Wells Fargo has to date been hit with approximately US$185 million in fines from United States national, state and local regulators. The banking and financial services company had paid out millions in pre-settlement investigation and related costs, and has since announced that it will spend some US$50 million annually in post-settlement remediation costs. Wells Fargo has lost over US$6 billion in market share, and its home state of California has announced that it is suspending many of its ties to the institution.
An article in The New York Times reported that State of California Treasurer John Chiang was suspending ‘Wells Fargo’s most highly profitable business relations with the state for a year due to the bank’s venal abuse of its customers’. The article noted that ‘the move could cost Wells millions of dollars in banking fees because California is the largest issuer of municipal debt in the country’.

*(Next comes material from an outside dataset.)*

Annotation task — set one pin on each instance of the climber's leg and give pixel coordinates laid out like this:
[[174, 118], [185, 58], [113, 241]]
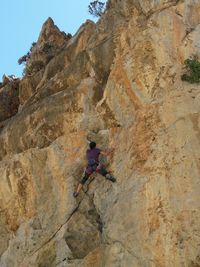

All of this points to the need for an adequate risk assessment, risk measurement and then risk management. In the case of Wells Fargo, this was sorely missed by senior management, particularly CEO John Stumpf and the company’s board of directors. One of the key points from the case is that the risk was generated by the selling of non-controversial products and services, such as bank cards and banking services. However, when all of these products were coupled with unrealistic sales mandates – which were not goals because you were terminated if you did not meet them – the marketing scheme moved into a much higher risk quadrant.
Risk is typically viewed as something that could move into illegal conduct, such a bribery and corruption under the Foreign Corrupt Practices Act (FCPA) or the United Kingdom Bribery Act. However, risk must be considered in a wide range of other areas in any organisation. To not do so puts the entire business ‘at risk’.